E já fazem eras desde que estive com Sarah pela última vez.

- Cuidado aí! 

Desvio de um carrinho de correspondência, chegando até minha sala e colando a bunda na cadeira. Lá fora, o céu dançava entre laranja e azul, me lembrando dela. De como ela amava dizer que o dia estava lindo.

Conferindo no celular se alguma mensagem chegou, abro nossas conversas e as releio mais uma vez. Eu a magoei por não saber lidar com a maldade da minha mãe, como ela sempre fez questão de ser cruel com Sarah por todos esses anos, não importasse o que ela fizesse, quanto mais queria agradá-la, mais má ela era.

E Elise então? 

Sem comentários. Garota sem um pingo de respeito, vivia me desafiando, conspirando com minha mãe contra Sarah. Não tinha sequer uma gota de higiene pessoal e tinha a coragem de falar mal da minha namorada.

Ex, namorada.

Certo dia, Elise entupiu o banheiro de meu pai com um absorvente jogando dentro do vaso, completando o cenário com sangue por todo o bacio. Meu pai, como era limpo, surtaria. Mas não, apenas pediu que sua esposa limpasse. 

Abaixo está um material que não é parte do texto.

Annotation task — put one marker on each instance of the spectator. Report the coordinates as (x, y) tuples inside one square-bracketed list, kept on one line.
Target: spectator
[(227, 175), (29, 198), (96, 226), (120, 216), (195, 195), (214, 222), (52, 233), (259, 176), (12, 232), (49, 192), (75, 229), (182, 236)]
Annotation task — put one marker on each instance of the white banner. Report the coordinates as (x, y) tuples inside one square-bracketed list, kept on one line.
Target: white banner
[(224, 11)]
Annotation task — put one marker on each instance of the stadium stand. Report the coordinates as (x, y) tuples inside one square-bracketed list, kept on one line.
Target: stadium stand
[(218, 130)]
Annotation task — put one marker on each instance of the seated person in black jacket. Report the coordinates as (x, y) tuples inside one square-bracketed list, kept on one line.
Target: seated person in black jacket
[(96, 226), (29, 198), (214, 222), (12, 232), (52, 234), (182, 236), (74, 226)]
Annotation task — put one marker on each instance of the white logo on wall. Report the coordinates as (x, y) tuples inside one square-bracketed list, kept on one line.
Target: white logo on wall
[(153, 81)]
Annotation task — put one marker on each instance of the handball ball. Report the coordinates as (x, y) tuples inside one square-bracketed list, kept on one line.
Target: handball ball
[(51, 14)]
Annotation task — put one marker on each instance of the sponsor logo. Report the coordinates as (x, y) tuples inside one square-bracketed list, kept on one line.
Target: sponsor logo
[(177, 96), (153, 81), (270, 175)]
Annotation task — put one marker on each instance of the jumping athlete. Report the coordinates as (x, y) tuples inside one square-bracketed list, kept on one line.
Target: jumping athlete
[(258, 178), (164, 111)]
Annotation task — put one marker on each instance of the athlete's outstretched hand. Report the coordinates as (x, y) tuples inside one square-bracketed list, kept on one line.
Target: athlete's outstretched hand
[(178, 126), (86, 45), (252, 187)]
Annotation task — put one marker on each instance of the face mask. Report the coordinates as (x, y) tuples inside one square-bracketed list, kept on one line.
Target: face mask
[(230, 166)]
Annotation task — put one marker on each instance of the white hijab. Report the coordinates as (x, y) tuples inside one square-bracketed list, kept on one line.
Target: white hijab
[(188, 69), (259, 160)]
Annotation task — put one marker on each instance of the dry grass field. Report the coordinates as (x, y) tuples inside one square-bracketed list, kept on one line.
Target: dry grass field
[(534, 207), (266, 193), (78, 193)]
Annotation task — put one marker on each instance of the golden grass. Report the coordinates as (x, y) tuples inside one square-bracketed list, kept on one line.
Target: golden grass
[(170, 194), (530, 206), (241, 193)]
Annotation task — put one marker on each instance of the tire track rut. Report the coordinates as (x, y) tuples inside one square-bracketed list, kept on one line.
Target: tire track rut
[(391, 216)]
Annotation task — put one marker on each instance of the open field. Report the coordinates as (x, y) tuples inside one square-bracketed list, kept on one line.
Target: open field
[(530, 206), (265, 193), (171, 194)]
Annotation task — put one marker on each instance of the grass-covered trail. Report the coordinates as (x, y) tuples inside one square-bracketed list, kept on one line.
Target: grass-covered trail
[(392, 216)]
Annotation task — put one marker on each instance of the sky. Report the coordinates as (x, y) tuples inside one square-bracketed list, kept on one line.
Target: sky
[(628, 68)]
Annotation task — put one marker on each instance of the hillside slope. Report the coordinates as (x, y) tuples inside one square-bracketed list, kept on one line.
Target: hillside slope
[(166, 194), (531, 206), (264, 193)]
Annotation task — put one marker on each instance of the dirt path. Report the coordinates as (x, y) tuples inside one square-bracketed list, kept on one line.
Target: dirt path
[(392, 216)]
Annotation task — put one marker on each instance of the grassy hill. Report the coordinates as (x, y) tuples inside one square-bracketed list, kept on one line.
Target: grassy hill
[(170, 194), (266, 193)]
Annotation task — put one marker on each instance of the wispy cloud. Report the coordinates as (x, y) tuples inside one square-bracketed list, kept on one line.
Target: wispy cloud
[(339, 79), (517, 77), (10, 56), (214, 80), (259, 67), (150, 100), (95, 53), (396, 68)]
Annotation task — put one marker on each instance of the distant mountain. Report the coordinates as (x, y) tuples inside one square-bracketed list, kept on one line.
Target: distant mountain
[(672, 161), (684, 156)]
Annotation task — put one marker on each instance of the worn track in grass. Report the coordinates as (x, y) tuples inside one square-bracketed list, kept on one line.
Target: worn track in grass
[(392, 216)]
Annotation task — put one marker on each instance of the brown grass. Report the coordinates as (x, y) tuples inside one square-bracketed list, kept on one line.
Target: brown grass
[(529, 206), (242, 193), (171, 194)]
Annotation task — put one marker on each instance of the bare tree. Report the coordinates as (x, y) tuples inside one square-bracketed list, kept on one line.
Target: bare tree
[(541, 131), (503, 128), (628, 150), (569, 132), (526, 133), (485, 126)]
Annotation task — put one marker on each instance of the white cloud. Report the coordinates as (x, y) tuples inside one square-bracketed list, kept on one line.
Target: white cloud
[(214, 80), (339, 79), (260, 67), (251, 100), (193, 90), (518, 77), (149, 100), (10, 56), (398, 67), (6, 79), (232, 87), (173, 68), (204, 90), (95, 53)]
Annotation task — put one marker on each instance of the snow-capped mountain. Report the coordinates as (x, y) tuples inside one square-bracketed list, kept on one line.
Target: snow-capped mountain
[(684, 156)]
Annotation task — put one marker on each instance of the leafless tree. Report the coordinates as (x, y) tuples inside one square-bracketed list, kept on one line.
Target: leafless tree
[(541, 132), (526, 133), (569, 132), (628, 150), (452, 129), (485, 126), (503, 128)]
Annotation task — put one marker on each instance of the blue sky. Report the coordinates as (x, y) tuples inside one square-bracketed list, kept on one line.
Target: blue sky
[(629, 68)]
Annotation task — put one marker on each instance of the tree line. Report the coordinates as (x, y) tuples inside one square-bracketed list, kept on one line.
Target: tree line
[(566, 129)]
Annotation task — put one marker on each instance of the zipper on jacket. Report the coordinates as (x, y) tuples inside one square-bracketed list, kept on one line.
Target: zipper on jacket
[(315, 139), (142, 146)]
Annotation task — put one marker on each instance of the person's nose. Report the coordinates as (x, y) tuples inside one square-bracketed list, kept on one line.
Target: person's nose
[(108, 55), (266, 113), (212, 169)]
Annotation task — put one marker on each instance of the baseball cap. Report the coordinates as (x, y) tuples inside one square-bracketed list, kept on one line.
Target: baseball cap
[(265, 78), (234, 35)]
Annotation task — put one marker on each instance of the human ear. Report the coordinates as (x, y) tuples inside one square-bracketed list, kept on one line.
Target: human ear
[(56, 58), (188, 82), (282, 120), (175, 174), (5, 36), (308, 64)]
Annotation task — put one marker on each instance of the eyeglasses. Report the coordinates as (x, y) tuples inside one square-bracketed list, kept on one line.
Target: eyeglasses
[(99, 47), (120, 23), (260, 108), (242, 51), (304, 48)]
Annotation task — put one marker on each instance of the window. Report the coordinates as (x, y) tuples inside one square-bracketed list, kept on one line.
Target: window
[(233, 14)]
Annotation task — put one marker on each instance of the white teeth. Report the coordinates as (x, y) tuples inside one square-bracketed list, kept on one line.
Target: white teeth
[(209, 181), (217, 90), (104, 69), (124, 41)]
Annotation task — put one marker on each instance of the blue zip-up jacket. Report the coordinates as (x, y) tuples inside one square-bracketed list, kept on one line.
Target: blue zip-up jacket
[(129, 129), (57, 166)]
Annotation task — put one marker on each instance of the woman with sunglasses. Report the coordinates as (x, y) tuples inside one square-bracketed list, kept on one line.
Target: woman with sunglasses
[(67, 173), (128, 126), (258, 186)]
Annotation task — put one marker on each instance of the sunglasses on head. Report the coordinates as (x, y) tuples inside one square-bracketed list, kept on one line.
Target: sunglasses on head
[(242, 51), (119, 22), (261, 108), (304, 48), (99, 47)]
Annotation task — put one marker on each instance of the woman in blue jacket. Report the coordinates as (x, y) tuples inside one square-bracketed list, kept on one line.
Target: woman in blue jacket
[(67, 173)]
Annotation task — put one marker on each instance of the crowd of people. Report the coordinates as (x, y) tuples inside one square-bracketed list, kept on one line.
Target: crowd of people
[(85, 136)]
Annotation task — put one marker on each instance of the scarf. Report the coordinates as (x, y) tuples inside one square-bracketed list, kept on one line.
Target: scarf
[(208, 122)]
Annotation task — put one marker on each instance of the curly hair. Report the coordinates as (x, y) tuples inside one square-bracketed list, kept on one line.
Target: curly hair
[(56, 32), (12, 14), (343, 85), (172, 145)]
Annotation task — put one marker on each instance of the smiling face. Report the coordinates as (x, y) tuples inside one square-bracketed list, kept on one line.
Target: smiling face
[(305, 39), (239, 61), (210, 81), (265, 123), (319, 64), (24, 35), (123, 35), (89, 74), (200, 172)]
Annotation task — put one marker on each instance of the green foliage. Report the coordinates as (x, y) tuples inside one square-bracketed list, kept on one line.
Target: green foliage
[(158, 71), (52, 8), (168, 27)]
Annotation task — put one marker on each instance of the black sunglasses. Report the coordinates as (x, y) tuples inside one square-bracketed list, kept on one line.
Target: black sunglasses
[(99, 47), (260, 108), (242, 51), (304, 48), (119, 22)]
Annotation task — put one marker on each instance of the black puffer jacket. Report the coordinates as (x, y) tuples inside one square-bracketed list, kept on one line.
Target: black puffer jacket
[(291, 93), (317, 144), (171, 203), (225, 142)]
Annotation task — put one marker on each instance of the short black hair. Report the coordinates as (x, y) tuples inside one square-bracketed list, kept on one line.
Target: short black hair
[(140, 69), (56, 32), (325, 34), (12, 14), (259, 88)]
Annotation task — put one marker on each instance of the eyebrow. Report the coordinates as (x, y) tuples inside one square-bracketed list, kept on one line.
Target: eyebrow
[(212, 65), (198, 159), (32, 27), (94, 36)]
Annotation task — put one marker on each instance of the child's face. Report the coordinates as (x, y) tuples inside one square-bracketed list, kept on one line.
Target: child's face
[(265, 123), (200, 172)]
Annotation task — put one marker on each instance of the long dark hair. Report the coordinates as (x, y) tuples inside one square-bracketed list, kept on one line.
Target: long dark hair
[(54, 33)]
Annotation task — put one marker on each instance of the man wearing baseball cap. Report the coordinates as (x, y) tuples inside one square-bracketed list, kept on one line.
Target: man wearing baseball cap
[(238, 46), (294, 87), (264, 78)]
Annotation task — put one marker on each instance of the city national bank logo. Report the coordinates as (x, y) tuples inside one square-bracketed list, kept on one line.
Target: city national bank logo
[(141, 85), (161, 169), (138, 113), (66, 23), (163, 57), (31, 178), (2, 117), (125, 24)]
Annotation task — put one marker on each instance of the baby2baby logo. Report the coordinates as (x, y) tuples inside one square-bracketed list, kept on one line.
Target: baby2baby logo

Essa memória me dá um calafrio.

Quantas vezes eu a chamei de implicante, que ela só deveria suportar. Agora, longe dela, vejo como sofria calada para me agradar. 

Eu nunca fui um cara cheio de sentimentos, mas Sarah era o melhor deles. Quando a vi sentada na segunda fileira da nossa sala, anos atrás, foi como se tivesse levado um choque direto no coração, ninguém nunca teve sequer uma chance depois disso.

Apesar de não demonstrar abertamente, ela sabia só pelos meus olhares. Calado, ouvindo-a tagarelar sem parar sobre tudo, sempre sorridente, sempre animada, eu apenas respirava, sorrindo junto e de coração doente de amor.

A culpa me consome, eu vou mandar uma mensagem.

- Augusto, faz pro pai esse contrato aqui. - Conrad, meu pai, entra pela sala com dados e um pedido, desfocando minhas ideias. - Tem que ser pra hoje, ok?

- Certo, pode deixar.

Mergulhando em trabalho, quando o telefone toca e eu atendo, nada pareceu real. A chamada de Sarah foi como um lembrete de que nós nunca ficaríamos de fato um sem o outro, naquele instante nós nunca estivemos de fato separados.

Depois de desligar o celular, com um tambor no peito, caio na verdade do que acabou de acontecer. Sua voz, doce e preocupada. Todos os dias por dez anos nós trocamos ligações no fim do expediente. Até não trocarmos mais.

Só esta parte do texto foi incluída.